In [7]:
import os
import csv
from osgeo import gdal
import re

# Base directory to search for raster files
base_dir = '/Volumes/Expansion 1/DTM_UNZIP/'

# Output CSV file
output_csv = "raster_metadata.csv"

def parse_projection(projection_str):
    """Extract key projection parameters from a WKT projection string."""
    projection_dict = {}
    # Extract the authority code (EPSG code)
    epsg_match = re.search(r'AUTHORITY\["EPSG","(\d+)"\]', projection_str)
    if epsg_match:
        projection_dict['EPSG Code'] = epsg_match.group(1)

    # Extract the projection name
    proj_match = re.search(r'PROJECTION\["([^\]]+)"\]', projection_str)
    if proj_match:
        projection_dict['Projection'] = proj_match.group(1)

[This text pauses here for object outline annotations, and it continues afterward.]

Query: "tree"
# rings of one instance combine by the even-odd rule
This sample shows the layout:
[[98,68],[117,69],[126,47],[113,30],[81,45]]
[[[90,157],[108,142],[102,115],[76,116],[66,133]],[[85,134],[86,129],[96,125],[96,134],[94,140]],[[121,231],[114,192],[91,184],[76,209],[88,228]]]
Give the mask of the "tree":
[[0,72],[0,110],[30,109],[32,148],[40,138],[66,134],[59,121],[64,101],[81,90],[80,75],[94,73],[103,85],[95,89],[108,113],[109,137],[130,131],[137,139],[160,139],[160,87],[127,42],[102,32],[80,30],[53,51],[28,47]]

    # Extract the spheroid information
    spheroid_match = re.search(r'SPHEROID\["([^"]+)",([\d.]+),([\d.]+)\]', projection_str)
    if spheroid_match:
        projection_dict['Spheroid'] = spheroid_match.group(1)
        projection_dict['Semi-major Axis'] = spheroid_match.group(2)
        projection_dict['Inverse Flattening'] = spheroid_match.group(3)

    # Extract the datum information
    datum_match = re.search(r'DATUM\["([^"]+)"\]', projection_str)
    if datum_match:
        projection_dict['Datum'] = datum_match.group(1)

    # Extract unit of measure
    unit_match = re.search(r'UNIT\["([^"]+)",([\d.]+)\]', projection_str)
    if unit_match:
        projection_dict['Unit'] = unit_match.group(1)
        projection_dict['Unit Conversion Factor'] = unit_match.group(2)

    return projection_dict

def save_raster_metadata_to_csv(metadata, csv_file):
    """Save metadata as rows in a CSV file."""
    # Define a set of field names that includes all possible fields
    fieldnames = [
        "File Path", 
        "EPSG Code", 
        "Projection", 
        "Spheroid", 
        "Semi-major Axis", 
        "Inverse Flattening", 
        "Datum", 
        "Unit", 
        "Unit Conversion Factor",
        "GeoTransform Top Left X", 
        "GeoTransform Pixel Size X", 
        "GeoTransform Rotation X", 
        "GeoTransform Top Left Y", 
        "GeoTransform Rotation Y", 
        "GeoTransform Pixel Size Y"
    ]

    # Open the CSV file and write the header and data
    with open(csv_file, mode='w', newline='') as file:
        writer = csv.DictWriter(file, fieldnames=fieldnames)
        writer.writeheader()
        for data in metadata:
            writer.writerow(data)

def get_raster_metadata(file_path):
    """Extract spatial reference metadata from a raster file and return as a dictionary."""
    dataset = gdal.Open(file_path)
    if dataset is None:
        print(f"Failed to open {file_path}")
        return None

    projection = dataset.GetProjection()
    geo_transform = dataset.GetGeoTransform()

    # Parse projection information
    projection_info = parse_projection(projection)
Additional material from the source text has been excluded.